In casu, uma vez patente o quadro de alcoolismo habitual (embriaguez patológica), é de se adotar o entendimento do Em. Desembargador Geraldo Augusto, quando do julgamento da Apelação Cível de nº 1.0024.99.006259-8/001, que ora colaciono ao presente voto:

“(...) os problemas apresentados pelo apelante haveriam de ser resolvidos na seara médica e não disciplinar, pelo que o motivo que redundou na sua exclusão da PMMG, e a desconsideração da patologia pelo mesmo apresentada importa na invalidade do ato de exclusão, que revela excesso de poder ou ilegalidade.

Não cabe aqui falar-se em punição do Servidor, mas sim em tratá-lo adequadamente de modo a restabelecer, tanto quanto possível, a sua situação funcional, posto que a embriaguez representaria, na hipótese, não um ato voluntário punível, mas um estado patológico que retirou do Servidor a capacidade de se orientar e de dirigir as suas próprias ações, merecendo tratamento especializado e não uma punição em função do vício ou de atos praticados em sua decorrência.”

Posto esse quadro, cabia sim ao município de Uberlândia conferir licença compulsória ao autor, para que o mesmo fosse submetido a tratamento, aos termos dos arts. 104 e 106 da Lei Complementar Municipal nº 40/1992, que assim dispõem:

“Da Licença para tratamento de saúde.

Art. 104 - Será concedida ao servidor licença para tratamento de saúde, a pedido ou de ofício, com base em perícia médica, sem prejuízo da remuneração a que fizer jus, observados os termos da legislação específica.

(...)

Art. 106 - Findo o prazo de licença, o servidor será submetido a nova inspeção médica, que concluirá pela volta ao serviço, pela prorrogação da licença ou pela aposentadoria.”

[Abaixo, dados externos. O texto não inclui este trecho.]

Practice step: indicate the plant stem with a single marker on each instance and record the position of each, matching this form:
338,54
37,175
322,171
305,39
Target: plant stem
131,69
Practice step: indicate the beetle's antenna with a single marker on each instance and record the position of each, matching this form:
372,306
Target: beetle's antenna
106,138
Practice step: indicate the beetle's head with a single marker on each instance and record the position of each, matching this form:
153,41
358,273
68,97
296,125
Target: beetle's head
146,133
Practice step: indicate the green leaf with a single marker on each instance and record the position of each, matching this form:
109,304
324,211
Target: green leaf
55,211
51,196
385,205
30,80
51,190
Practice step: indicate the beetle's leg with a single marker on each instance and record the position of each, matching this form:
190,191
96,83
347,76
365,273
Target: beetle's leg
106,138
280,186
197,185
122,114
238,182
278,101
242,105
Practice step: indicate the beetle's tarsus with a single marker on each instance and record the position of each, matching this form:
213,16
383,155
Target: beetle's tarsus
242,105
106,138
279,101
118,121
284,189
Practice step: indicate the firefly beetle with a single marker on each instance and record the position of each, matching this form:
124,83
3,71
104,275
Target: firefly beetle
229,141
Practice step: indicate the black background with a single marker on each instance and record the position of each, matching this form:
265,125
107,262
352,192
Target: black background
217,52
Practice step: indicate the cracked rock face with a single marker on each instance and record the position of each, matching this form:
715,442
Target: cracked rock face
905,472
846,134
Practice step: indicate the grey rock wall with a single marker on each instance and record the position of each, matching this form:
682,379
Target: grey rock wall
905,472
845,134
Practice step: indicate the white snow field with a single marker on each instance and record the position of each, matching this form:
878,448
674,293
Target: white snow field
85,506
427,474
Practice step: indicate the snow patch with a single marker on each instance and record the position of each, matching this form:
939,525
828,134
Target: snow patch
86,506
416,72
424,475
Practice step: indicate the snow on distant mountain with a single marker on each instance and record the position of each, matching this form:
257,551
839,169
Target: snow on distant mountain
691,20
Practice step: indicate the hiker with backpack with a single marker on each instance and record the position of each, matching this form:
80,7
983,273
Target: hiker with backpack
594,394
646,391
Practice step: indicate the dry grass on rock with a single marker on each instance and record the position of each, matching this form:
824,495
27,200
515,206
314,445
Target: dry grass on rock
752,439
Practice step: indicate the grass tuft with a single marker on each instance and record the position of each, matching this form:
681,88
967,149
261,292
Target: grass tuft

Dessa forma, outra não poderia ser a conclusão do D. Magistrado primevo, a não ser pela reintegração do autor no cargo público municipal efetivo antes exercido, devendo o município requerido providenciar a respectiva licença compulsória para fins de tratamento de sua enfermidade (alcoolismo crônico), sem prejuízo do recebimento do benefício auxílio-doença.

Quanto ao pagamento de valores que deixou de perceber, em razão de sua demissão, também entendo como correta, não merecendo alteração.

Ensina HELY LOPES MEIRELLES que reintegração é a recondução do servidor ao mesmo cargo de que fora demitido, com o pagamento integral dos vencimentos e vantagens pelo tempo em que esteve afastado, uma vez reconhecida a ilegalidade da demissão em decisão judicial. E como reabilitação funcional que é a reintegração, acarreta, necessariamente, a restauração de todos os direitos de que foi privado o servidor com a ilegal demissão (in Direito Administrativo Brasileiro, 23ª edição, São Paulo, Malheiros, 1998, p. 378).

Nesse sentido:

“Ementa: Administrativo. Servidor Público Estadual. Demissão. Ocupante de cargo efetivo e função comissionada. Anulação. Reintegração. Efeitos financeiros. Restabelecimento do status quo ante. Recebimento dos valores do cargo efetivo e da função comissionada. Possibilidade. 1 - A declaração de nulidade de um determinado ato deve operar efeitos ex tunc, ou seja, deve restabelecer exatamente o status quo ante, de modo a preservar todos os direitos do indivíduo atingido pela ilegalidade. 2 - O servidor público reintegrado ao cargo, em razão da declaração judicial de nulidade do ato de demissão, tem direito ao tempo de serviço, aos vencimentos e às vantagens que lhe seriam pagas durante o período de afastamento, inclusive aquelas referentes à função comissionada que estava ocupando à época. 3 - Agravo Regimental desprovido” (STJ; 5ª T.; AgRg no Ag nº 499312-MS; Rel. Min. Laurita Vaz; j. 3/8/2004; DJU de 30/8/2004).

Com essas considerações, confirmo a sentença, no Reexame Necessário, prejudicado o Recurso Voluntário.

Votaram de acordo com o Relator os Desembargadores: Geraldo Augusto e Vanessa Verdolim Hudson Andrade.

Súmula: rejeitaram preliminar e confirmaram a sentença no Reexame Necessário, prejudicado o Recurso Voluntário.